By Rabbi Rachel Esserman

According to the Merriam-Webster Dictionary, Zionism is defined as “an international movement originally for the establishment of a Jewish national or religious community in Palestine and later for the support of modern Israel.” I am a Zionist because I believe the state of Israel has a right to exist, just as does every other established nation. Is Israel perfect? No, but, then again, no nation is. Has it done things of which I don’t approve? Yes, but so has the United States, Canada, Germany, Japan, Russia, etc. (a list that could include almost every nation) and no one is claiming they don’t have the right to exist.

Anyone who knows me personally knows that I am a Zionist. Then, why do I feel the need to proclaim that fact in this column? It’s because of an oped that appeared recently in the Forward. The column was written by two former students of the Reconstructionist Rabbinical College (my alma mater). They claim that RRC is such a hotbed of anti-Zionism that any support of Israel was considered racist by their fellow students, which was just one of the things that made them so uncomfortable they withdrew from the school. 

According to a Jewish Telegraphic Agency article, Rabbi Deborah Waxman, president of the Reconstructionist Rabbinical College, noted during the recent graduation ceremony that “the stance of the Reconstructionist movement since the time of Mordecai Kaplan to this day is that Israel has a right to exist and is a vital center for Jewish life and the Jewish people.” However, she also noted that “any litmus test we have in the Reconstructionist Movement is not about particular stances around Israel.”

I know many Reconstructionist rabbis who support Israel. I also know many who don’t, including some who do not believe the state of Israel has a right to exist. This was confirmed in the JTA article, which noted that “RRC graduates and students make up at least 25 of the 45 members of the rabbinical council of Jewish Voice for Peace, the biggest Jewish anti-Zionist organization.” However, a group of Reconstructionist rabbis recently formed Beit Kaplan, which notes on its website that its members “unequivocally support the right of Israel to exist, and to exist as a Jewish state.”

I consider myself part of the post-Holocaust generation, meaning a generation for whom the world never felt like a completely safe place. I remember talking to my mother about the Holocaust when I was a teenager; she asked me if I thought something like that could happen in the United States. My answer was a simple yes. That answer has now been informed by a greater study of Jewish history. If the United States lives up to its ideals, then Jews will forever be safe here. But so many countries have not lived up to the ideals of their founders, that there is always a question mark about the future.

At the same time, I have no desire to move to Israel. The United States is my home and I feel an obligation to help it become the nation of its ideals. But in the back of my head, Israel has always been a potential safe haven, the place that would be open to me if Jews were once again persecuted. That is something that the anti-Zionists obviously don’t feel: the need to know there is a place Jews can go if they are once again oppressed or expelled.

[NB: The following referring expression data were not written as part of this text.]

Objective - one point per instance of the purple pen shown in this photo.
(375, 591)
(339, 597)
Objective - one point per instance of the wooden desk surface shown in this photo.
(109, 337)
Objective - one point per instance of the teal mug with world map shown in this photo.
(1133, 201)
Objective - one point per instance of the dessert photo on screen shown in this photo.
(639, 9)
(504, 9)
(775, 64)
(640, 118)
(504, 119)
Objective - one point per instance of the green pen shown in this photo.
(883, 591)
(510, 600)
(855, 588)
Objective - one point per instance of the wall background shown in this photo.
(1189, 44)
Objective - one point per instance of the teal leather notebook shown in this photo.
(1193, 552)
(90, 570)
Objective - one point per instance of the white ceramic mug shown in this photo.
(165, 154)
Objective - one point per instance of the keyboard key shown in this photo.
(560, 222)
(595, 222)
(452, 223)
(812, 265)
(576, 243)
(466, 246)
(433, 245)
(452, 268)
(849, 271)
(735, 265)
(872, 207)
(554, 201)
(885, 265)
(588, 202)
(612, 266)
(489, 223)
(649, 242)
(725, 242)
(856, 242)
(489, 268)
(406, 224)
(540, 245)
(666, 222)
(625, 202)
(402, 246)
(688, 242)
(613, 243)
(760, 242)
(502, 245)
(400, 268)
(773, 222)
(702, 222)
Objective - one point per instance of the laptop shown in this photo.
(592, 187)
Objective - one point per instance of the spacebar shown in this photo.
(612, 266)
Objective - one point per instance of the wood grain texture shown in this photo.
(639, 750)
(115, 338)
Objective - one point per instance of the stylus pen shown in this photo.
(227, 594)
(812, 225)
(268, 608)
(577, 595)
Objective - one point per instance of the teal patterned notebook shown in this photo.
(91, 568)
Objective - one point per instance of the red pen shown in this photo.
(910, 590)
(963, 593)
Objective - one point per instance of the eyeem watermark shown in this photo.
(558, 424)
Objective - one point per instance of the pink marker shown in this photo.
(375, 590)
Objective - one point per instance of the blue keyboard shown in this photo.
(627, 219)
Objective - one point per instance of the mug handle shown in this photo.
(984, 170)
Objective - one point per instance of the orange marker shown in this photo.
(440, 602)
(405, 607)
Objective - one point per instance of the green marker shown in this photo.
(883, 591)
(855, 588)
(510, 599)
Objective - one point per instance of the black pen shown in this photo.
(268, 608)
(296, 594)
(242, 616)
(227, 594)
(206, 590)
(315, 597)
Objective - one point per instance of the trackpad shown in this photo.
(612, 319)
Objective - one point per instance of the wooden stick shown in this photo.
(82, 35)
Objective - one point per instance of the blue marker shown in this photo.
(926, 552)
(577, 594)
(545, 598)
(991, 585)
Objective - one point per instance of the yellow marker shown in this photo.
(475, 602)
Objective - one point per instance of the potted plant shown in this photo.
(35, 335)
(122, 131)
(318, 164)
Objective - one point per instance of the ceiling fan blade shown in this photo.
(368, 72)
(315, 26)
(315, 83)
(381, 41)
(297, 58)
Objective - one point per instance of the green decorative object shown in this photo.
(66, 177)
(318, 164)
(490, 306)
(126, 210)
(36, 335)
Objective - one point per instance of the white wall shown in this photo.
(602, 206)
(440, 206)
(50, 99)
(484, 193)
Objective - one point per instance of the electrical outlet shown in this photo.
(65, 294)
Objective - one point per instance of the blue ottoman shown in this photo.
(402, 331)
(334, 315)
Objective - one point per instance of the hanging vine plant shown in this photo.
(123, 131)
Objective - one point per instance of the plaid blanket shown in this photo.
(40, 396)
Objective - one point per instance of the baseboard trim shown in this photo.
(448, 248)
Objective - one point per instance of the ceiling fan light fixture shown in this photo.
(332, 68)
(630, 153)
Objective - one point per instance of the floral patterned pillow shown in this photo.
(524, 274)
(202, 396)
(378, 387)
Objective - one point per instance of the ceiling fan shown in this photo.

I understand some of their frustration. I am not happy with Israel’s current government. I am actively displeased with its policies in the West Bank and Gaza. But that does not mean that I don’t believe it has the right to exist, anymore than I don’t believe the United States should exist for its continuing policies that adversely affect our Native American population. And I have to wonder what exactly would happen to all my fellow Jews in Israel if groups like Hamas controlled the country. I fear the October 7 massacre would only be a preview of the horrific actions that would take place.

Right now, all I foresee is the creation of another generation – on both sides – filled with hate and murder. However, if people think that all the problems in the Middle East will disappear if the state of Israel ceases to exist, they are only fooling themselves. Other countries in the area are fighting wars within their borders and no one cares about those innocents dying. Only when Jews or Israelis are involved do the protests begin.